The financing package is expected to support reforms in domestic revenue mobilization, debt management, mining sector transparency, and institutional governance, areas that remain central to Liberia’s fiscal reform agenda.
According to Minister Ngafuan, a project management team has already been recruited under the supervision of the Ministry of Commerce and Industry to oversee implementation of an ambitious employment and enterprise support initiative linked to the agreement, which is projected to create over 100,000 jobs, particularly for youth and small-scale entrepreneurs.
Liberia, a nation of approximately 5.5 million people, continues to grapple with high unemployment, with youth unemployment estimated at over 60%, making job creation one of the government’s top priorities.
Ngafuan emphasized the urgency of implementation.
“We have talked the talk; now we must move quickly. The opportunities embedded in this project are transformative. This is about private sector expansion and creating pathways for young Liberians to thrive,” he stated.
The Finance Minister praised the AfDB for what he called its “consistent and strategic support” to Liberia, noting that the bank has remained one of the country’s most reliable development partners since the end of Liberia’s 14-year civil conflict in 2003.
Historically, the AfDB played a pivotal role during Liberia’s Heavily Indebted Poor Countries (HIPC) Initiative, helping the country secure debt relief and rebuild critical institutions after the war.
Since then, the bank has financed major infrastructure, agriculture, and governance projects valued at hundreds of millions of dollars.
Ngafuan specifically highlighted the Special Agro-Industrial Processing Zone (SAPZ) project in Buchanan, a flagship initiative designed to industrialize Liberia’s agricultural sector, increase value addition, and reduce post-harvest losses.
Agriculture contributes nearly 35% of Liberia’s GDP and employs more than 70% of the rural population, yet productivity remains among the lowest in the region.
He also reflected on AfDB’s historic role in Liberia’s road sector development, particularly the Ganta-Harper Highway, one of Liberia’s most critical transport corridors spanning over 510 kilometers, connecting the country’s north to the southeast.
“The African Development Bank was among the first development partners to engage Liberia on the Fish Town to Harper corridor, and today we are seeing additional connectivity through the Cavalla River bridge project,” Ngafuan noted.
Liberia’s infrastructure gap remains significant, with only about 1,600 kilometers of paved roads out of more than 10,000 kilometers nationwide, according to government estimates.
The AfDB remains one of the largest financiers of road connectivity projects in the country.
Beyond roads, the bank is currently spearheading financing discussions for Liberia’s ambitious Coastal Highway Project, a transformative corridor expected to link several coastal counties and unlock trade, tourism, and agricultural access.
Ngafuan also referenced the recently launched US$18 million Domestic Resource Mobilization Project, which seeks to improve government revenue collection, especially from extractive industries.

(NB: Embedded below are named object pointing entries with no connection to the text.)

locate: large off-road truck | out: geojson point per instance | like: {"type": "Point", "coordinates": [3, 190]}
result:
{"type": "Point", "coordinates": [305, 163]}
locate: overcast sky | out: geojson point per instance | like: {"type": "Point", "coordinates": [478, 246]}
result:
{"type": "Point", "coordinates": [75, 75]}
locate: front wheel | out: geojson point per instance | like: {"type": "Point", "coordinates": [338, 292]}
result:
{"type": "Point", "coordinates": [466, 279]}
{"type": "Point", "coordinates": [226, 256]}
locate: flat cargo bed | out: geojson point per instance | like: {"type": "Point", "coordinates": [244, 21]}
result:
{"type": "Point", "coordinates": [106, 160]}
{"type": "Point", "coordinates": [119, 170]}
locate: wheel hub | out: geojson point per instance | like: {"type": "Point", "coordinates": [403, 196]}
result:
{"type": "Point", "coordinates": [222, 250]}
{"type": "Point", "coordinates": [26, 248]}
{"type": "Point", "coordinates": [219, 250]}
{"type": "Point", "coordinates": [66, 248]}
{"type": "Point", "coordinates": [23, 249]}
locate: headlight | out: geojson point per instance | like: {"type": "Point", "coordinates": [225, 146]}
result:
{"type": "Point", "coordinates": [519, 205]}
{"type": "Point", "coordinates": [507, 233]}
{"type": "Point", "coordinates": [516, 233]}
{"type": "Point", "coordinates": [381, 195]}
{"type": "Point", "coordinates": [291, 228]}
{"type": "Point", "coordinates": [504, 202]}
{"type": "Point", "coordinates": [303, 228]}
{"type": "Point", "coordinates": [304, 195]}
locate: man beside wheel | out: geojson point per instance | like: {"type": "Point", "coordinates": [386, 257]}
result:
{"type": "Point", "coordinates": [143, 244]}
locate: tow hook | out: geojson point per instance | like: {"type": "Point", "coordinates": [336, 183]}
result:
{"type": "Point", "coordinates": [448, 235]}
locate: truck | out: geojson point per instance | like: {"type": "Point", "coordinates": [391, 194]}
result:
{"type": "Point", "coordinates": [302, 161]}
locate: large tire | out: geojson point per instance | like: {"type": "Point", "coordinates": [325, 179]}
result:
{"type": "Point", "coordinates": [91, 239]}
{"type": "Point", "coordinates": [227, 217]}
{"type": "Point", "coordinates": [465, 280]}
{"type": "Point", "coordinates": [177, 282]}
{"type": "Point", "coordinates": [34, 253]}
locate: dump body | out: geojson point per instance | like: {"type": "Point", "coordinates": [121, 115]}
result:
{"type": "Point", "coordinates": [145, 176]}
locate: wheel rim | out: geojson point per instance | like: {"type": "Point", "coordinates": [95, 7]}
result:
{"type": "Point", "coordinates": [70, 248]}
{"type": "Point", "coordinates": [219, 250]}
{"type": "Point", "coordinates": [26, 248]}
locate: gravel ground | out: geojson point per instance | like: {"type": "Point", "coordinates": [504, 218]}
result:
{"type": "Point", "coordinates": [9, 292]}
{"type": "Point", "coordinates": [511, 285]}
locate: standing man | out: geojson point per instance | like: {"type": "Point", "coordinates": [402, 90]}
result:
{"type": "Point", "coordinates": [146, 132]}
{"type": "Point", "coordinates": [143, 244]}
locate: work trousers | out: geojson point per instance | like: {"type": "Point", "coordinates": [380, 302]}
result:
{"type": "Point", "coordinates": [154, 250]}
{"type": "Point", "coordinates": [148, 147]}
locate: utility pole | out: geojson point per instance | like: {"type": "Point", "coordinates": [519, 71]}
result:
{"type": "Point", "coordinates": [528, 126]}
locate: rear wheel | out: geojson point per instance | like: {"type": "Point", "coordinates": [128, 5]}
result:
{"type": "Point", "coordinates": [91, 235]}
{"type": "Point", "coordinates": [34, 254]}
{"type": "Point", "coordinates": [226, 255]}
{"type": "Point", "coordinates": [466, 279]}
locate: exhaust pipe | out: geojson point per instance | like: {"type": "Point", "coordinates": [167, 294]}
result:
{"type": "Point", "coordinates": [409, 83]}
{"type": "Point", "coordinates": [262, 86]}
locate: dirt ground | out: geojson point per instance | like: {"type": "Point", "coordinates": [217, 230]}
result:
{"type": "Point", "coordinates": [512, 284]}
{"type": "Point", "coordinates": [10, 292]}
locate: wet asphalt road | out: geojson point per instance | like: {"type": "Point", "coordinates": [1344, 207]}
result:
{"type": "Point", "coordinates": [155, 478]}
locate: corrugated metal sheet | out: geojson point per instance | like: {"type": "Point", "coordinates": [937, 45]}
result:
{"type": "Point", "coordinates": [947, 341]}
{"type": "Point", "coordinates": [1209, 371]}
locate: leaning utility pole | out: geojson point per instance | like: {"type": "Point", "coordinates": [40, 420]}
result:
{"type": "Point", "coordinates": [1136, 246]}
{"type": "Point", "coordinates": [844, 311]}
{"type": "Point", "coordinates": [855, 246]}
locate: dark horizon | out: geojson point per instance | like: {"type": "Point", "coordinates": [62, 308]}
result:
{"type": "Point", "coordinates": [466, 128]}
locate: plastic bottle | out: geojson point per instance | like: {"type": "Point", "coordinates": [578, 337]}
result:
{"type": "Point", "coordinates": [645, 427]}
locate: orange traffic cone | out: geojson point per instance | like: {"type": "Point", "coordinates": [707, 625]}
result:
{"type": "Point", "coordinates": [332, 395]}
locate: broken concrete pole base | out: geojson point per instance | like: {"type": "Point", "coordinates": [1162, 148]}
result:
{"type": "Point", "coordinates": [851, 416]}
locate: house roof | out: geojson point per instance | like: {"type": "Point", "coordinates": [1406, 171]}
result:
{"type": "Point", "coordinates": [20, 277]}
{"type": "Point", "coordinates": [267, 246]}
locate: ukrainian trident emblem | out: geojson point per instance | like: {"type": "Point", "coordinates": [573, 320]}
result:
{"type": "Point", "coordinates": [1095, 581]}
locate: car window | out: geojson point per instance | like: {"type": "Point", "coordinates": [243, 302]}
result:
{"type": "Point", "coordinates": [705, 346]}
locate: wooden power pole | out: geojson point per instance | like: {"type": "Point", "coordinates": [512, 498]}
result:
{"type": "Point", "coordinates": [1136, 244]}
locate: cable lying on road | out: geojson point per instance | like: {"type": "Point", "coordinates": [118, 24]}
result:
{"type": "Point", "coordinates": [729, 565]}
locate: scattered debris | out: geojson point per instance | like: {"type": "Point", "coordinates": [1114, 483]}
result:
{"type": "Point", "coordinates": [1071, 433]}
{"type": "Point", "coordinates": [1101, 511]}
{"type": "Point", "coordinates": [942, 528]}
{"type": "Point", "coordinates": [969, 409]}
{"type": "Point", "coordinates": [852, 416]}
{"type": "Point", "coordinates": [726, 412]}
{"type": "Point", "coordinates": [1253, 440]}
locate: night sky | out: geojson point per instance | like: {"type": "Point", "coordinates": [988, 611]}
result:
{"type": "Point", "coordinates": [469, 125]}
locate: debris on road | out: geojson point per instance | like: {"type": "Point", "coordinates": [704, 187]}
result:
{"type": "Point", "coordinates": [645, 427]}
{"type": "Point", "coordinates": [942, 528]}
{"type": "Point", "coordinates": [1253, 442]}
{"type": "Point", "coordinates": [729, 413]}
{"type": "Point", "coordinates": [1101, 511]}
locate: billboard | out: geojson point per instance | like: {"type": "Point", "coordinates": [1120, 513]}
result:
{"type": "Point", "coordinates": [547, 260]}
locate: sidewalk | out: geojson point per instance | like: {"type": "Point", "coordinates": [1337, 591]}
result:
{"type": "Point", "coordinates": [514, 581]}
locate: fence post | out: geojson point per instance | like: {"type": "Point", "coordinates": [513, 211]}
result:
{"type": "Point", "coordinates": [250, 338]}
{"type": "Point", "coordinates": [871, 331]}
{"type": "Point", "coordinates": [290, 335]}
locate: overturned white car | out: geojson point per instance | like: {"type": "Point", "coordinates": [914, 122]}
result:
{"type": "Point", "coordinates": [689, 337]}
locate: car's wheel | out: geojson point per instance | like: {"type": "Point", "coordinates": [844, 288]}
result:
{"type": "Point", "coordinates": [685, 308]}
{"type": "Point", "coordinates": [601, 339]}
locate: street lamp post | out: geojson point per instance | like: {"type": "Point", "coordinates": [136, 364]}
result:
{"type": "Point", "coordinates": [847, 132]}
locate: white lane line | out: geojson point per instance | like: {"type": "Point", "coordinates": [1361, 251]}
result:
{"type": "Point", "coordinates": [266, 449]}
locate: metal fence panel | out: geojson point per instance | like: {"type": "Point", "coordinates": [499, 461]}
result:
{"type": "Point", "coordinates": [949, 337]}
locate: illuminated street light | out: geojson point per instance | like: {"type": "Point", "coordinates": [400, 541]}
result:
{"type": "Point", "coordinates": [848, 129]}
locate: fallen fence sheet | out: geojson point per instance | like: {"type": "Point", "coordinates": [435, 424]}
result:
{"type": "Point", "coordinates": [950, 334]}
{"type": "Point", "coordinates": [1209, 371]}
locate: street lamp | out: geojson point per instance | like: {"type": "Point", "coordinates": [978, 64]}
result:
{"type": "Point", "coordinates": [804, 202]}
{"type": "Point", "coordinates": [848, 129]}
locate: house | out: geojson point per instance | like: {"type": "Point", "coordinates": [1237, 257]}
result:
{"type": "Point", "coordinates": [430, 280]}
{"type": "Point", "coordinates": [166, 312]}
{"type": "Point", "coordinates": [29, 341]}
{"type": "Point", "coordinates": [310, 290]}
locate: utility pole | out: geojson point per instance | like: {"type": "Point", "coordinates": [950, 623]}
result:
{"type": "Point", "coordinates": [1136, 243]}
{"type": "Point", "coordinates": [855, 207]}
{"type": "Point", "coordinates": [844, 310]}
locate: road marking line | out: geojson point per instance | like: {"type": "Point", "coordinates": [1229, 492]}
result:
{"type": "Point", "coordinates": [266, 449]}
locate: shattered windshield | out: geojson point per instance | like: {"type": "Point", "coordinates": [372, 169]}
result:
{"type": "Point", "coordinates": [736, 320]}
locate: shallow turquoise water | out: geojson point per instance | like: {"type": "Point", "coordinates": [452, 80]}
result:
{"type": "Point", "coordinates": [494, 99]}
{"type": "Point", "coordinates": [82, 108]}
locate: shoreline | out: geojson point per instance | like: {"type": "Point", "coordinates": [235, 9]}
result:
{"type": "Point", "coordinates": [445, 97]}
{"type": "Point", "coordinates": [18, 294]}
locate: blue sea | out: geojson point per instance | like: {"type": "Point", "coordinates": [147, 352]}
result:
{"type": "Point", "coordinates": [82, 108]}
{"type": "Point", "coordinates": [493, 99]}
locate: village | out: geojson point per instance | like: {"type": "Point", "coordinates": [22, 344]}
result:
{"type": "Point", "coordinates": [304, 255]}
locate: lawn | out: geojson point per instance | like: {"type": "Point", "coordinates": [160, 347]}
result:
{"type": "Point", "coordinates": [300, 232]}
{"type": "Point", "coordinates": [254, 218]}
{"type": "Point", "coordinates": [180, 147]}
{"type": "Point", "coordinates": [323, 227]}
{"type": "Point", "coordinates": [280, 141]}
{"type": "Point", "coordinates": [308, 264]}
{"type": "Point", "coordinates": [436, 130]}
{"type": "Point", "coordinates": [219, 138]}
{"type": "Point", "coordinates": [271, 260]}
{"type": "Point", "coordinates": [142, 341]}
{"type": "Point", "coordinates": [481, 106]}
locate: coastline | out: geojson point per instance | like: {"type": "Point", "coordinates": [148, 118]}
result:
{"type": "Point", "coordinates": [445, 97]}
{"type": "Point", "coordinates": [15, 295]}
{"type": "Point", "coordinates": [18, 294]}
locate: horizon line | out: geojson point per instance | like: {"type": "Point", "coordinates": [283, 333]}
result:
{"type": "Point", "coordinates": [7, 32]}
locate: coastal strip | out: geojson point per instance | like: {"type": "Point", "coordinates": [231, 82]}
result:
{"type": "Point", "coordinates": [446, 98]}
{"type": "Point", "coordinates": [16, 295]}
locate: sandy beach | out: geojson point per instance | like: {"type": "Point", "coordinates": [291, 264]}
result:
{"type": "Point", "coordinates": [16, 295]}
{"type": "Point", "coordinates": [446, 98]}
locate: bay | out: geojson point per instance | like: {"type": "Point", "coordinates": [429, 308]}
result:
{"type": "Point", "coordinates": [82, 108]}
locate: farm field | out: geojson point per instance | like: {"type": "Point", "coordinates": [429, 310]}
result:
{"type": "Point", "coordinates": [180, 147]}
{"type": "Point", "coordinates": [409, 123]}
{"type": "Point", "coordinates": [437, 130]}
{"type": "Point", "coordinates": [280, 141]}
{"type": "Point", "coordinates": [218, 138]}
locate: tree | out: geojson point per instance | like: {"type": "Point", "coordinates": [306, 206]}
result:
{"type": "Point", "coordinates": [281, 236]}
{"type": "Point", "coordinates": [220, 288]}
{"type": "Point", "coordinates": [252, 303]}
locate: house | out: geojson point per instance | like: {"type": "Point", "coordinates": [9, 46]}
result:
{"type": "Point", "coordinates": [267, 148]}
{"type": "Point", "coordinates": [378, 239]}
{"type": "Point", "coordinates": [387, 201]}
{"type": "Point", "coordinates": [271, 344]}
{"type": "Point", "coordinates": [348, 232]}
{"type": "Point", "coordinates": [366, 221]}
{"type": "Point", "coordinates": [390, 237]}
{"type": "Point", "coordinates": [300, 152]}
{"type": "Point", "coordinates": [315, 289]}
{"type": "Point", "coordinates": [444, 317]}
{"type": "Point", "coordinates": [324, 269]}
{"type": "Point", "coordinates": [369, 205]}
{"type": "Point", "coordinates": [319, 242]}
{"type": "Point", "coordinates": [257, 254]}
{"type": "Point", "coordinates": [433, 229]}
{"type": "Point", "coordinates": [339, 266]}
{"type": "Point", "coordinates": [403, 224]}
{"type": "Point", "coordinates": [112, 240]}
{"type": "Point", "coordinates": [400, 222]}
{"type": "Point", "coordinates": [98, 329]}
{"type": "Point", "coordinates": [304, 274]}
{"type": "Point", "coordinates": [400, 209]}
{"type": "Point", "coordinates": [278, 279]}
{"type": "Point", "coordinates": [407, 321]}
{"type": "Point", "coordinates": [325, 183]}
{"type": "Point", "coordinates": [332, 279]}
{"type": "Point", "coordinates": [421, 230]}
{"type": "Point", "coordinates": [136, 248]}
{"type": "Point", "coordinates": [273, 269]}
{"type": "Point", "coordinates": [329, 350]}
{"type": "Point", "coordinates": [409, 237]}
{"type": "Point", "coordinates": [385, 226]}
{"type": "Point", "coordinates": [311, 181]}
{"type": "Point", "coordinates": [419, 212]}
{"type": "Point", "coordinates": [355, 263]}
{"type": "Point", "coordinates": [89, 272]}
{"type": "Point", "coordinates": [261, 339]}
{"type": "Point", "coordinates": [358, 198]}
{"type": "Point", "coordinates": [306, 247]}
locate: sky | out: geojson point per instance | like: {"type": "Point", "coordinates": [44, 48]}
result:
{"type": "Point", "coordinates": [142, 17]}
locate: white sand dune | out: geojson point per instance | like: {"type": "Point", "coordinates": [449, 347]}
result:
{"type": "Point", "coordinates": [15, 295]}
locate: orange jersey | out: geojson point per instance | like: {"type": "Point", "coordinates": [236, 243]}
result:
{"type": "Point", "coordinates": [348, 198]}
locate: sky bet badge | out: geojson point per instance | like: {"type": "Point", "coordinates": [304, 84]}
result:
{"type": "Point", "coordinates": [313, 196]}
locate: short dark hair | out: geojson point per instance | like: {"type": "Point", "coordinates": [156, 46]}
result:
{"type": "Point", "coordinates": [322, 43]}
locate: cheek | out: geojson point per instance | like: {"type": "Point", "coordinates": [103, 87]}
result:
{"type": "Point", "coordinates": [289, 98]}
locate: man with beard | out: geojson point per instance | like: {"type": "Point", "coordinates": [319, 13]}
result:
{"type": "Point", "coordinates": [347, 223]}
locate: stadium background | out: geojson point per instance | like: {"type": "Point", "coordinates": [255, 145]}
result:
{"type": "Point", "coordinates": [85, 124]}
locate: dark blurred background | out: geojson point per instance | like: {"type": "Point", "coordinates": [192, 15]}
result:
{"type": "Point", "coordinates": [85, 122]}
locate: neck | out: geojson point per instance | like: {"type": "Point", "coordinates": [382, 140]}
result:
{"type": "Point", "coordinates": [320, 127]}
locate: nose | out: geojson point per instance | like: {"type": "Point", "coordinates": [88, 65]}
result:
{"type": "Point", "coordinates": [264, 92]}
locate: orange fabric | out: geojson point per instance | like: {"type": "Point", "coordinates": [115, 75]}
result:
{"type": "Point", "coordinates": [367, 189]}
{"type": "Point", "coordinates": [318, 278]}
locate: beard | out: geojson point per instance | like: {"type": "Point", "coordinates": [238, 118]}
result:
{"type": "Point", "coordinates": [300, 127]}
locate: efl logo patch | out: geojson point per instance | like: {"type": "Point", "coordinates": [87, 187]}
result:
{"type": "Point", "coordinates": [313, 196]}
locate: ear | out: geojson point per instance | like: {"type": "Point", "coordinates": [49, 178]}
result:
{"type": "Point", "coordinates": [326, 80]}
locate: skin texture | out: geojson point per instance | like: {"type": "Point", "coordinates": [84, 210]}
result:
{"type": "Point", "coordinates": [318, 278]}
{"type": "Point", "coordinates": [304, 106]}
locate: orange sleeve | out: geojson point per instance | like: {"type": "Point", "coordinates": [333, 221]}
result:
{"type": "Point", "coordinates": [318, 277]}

Liberia’s mining sector, dominated by gold, iron ore, and diamonds, contributes nearly 15% of GDP but remains underperforming due to governance challenges and illicit leakages.
The latest AfDB agreement comes as Liberia seeks to strengthen economic resilience amid global financial uncertainty.
The country recorded an estimated 5.1% GDP growth in 2025, according to the , driven largely by mining, agriculture, and public sector investments.
Analysts say the new financing could significantly improve Liberia’s fiscal outlook if reforms are effectively implemented, particularly at a time when the Boakai’s administration is pushing its ARREST Agenda for Inclusive Development (AAID), a national framework prioritizing agriculture, roads, rule of law, education, sanitation, and tourism.
For the AfDB, the agreement further cements its role as one of Liberia’s largest multilateral financiers and strategic partners in the country’s post-war reconstruction and long-term economic modernization.